人生の最終盤をどう迎えるか
こうして俺は、確実にリーネとトーイにアーク家のすべてを引き継ぐために、そして、
『人生の最終盤をどう迎えるか』
という手本を示すことに残った気力と体力を全て注ぐことにした。
正直もう、かなりつらかったのも事実だ。とにかくだるく、もはや体のどこが痛いのかも分からないぐらいにあちこち痛くて、座ってさえいられない。
「お父さん、大丈夫?」
九歳になったマリヤが、俺の口に野菜スープを含ませてくれながら問いかけてくる。とても心配そうな、と言うか不安そうな、何とも言えない表情で。
そして、俺の体を拭いてくれている、十八歳になったカーシャは、もう、色々察してしまったのか、沈痛な表情で黙ったままだ。

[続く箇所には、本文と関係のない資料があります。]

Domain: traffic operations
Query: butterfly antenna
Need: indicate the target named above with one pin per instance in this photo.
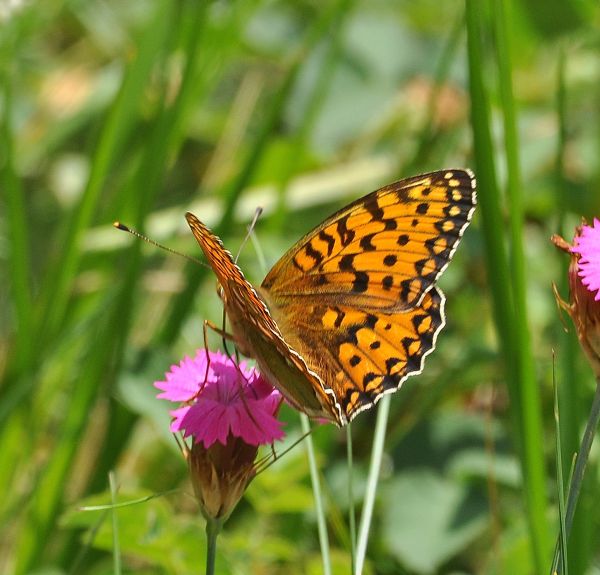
(258, 212)
(137, 234)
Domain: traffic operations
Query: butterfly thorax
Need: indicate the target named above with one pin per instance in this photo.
(258, 336)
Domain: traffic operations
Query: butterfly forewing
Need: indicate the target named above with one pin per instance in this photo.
(357, 298)
(386, 249)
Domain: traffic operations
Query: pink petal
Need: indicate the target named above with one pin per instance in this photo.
(587, 245)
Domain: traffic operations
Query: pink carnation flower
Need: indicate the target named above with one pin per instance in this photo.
(587, 245)
(221, 398)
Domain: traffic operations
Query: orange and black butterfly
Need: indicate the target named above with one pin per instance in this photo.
(352, 309)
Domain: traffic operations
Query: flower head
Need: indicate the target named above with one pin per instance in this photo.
(587, 245)
(584, 283)
(229, 410)
(222, 398)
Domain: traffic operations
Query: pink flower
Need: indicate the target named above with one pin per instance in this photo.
(587, 245)
(222, 398)
(229, 411)
(584, 280)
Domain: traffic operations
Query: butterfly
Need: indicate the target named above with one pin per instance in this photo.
(352, 309)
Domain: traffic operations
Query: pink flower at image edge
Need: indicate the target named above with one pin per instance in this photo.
(223, 398)
(587, 245)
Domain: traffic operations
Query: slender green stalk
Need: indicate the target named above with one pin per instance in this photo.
(530, 404)
(371, 488)
(213, 527)
(19, 252)
(115, 525)
(580, 464)
(351, 507)
(316, 485)
(561, 543)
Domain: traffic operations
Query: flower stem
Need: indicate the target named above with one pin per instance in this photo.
(580, 463)
(319, 506)
(371, 489)
(351, 507)
(213, 527)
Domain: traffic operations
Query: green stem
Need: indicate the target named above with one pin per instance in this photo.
(371, 489)
(319, 507)
(351, 508)
(580, 464)
(213, 527)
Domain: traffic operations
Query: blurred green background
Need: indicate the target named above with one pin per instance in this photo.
(142, 110)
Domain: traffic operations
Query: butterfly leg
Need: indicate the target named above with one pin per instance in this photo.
(227, 336)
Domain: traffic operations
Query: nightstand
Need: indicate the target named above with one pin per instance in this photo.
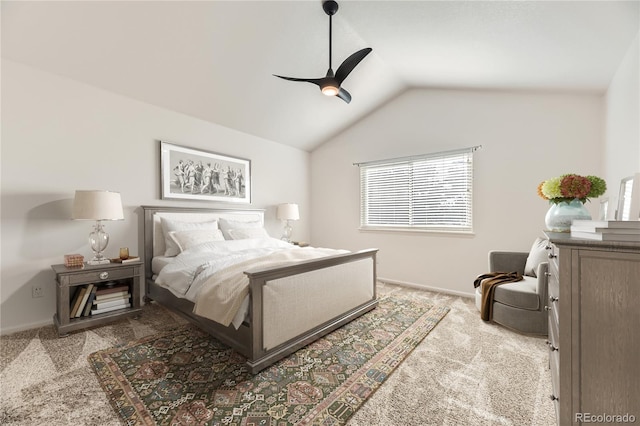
(69, 281)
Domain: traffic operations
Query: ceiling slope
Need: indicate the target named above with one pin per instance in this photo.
(214, 60)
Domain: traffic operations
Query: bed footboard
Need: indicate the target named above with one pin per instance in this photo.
(294, 305)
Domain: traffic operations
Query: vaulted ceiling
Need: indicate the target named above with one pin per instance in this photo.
(214, 60)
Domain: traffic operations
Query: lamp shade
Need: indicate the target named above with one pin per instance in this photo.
(97, 205)
(288, 212)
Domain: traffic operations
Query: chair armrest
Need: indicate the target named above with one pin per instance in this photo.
(507, 261)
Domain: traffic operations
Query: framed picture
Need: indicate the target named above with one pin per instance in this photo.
(194, 174)
(629, 198)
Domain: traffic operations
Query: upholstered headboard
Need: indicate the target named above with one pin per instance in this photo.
(154, 244)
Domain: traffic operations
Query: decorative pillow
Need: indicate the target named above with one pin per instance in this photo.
(227, 224)
(537, 255)
(169, 225)
(243, 233)
(188, 239)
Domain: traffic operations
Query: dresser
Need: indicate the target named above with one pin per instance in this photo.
(594, 330)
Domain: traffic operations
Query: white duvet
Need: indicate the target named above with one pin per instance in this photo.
(211, 274)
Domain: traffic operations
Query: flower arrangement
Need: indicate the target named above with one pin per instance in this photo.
(571, 186)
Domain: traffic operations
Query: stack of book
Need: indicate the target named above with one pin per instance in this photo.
(80, 305)
(109, 299)
(606, 230)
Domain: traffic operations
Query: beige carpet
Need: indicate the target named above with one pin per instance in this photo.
(466, 372)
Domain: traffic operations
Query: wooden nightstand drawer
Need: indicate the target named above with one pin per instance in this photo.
(76, 289)
(97, 276)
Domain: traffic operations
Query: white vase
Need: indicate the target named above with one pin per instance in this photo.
(560, 215)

村の連中の死を何度も言い当てた彼女には、そういう意味でも分かってしまうんだろう。だから敢えて淡々と接することを心がけているんだと思う。
トーイのことで俺に反発していたはずなのに、こんなにも献身的に振る舞ってくれるんだから、彼女にとって俺がそれだけ大切な存在になっていたんだろうな。それを成し得た自分自身が誇らしい。

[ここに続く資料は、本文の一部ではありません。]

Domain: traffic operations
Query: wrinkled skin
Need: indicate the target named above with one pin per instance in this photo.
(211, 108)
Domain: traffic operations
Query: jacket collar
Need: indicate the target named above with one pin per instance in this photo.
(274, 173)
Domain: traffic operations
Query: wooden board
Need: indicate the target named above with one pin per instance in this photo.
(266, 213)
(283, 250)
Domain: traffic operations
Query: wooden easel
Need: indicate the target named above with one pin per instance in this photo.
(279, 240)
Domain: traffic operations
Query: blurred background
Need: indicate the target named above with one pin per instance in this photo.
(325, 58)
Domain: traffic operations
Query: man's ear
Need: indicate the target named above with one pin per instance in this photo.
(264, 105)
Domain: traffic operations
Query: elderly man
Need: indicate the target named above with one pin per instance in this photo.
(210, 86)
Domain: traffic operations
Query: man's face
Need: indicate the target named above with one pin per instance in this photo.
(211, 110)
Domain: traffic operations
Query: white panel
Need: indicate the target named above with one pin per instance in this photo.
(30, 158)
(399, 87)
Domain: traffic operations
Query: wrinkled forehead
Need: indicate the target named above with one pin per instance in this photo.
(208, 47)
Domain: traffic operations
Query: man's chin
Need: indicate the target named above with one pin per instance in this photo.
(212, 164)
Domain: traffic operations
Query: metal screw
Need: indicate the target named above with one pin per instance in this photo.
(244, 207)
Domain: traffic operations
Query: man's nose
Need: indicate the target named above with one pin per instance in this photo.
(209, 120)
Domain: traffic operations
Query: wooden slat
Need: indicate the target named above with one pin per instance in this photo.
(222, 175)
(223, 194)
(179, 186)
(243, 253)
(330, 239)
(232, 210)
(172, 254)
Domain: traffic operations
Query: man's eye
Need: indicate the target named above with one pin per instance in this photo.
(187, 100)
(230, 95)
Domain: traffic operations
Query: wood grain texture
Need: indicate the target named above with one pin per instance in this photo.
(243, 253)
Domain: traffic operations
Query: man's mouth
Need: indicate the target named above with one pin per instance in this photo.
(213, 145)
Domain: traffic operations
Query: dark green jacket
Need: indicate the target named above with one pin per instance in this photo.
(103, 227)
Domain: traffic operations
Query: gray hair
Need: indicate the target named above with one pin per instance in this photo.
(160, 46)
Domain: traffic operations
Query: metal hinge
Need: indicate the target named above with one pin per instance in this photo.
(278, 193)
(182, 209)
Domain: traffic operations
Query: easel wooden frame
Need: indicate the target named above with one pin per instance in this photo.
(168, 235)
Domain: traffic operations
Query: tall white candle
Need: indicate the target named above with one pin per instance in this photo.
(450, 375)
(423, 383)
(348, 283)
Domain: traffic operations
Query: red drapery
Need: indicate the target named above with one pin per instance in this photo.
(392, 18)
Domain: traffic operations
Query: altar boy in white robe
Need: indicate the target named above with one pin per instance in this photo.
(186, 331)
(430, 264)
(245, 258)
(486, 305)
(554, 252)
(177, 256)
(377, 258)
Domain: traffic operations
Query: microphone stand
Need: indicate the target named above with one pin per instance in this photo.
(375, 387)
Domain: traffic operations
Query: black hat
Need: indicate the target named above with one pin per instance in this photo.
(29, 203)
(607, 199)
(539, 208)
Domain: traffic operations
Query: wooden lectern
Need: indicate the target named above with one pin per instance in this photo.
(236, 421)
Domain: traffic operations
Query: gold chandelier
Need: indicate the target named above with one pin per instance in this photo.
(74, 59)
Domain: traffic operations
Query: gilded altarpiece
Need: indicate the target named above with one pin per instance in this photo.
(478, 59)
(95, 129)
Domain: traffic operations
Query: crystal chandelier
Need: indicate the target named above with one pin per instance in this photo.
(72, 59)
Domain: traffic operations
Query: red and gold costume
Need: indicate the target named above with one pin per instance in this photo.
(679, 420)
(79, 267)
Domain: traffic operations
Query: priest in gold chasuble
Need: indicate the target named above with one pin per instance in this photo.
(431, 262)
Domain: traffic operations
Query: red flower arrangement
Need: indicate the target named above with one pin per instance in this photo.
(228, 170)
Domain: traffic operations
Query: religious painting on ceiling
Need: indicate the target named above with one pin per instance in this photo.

阿久津安斗仁王だったら、間違いなくこんな風にはしてもらえなかったはずだしな。
そんな俺に、リーネは言う。
「トニーさん、何かしてほしいことはありませんか? 私達にできることなら力になります」
けれどそう言われると、逆に何も思いつかない。阿久津安斗仁王の悔いについては、もうあらかたケリがついちまったしな。あいつがどれだけ馬鹿なことやってたか、どれだけ自分で自分を不幸にしてきたのか、それどころか、自分の周りの人間まで巻き込んで不幸になっていったのか、はっきりと確認できちまったんだしなあ……
この上で何か必要なものってあるか?
もちろん、ないわけじゃない。今も俺に背を向けて食事の後片付けをしている十二歳になったマリーチカとは、もうちょっとちゃんと仲直りしておきたかった。その上で、彼女と、カーシャの、花嫁姿を見ておきたかったというのは、正直言ってある。だがそれには、最低でもトーイやイワンと同等以上の男が必要だ。じゃなきゃ、俺の大事な娘はくれてやれねぇな。
それに、別に結婚だけが幸せってわけでもねえしな。アントニオ・アークだって結局は結婚してねえし。何度かそういう話はあったが、今の村の大人をアーク家に入れるのはな。不安しかねえ。
だからもういいんだよ。結婚そのものは阿久津安斗仁王の時の経験だけで十分だ。
とは言え、ボリスとペトロとラーナについては、まだまだこれからだったなあ。
もっとも、そっちもリーネやトーイがちゃんとやってくれてるけどよ。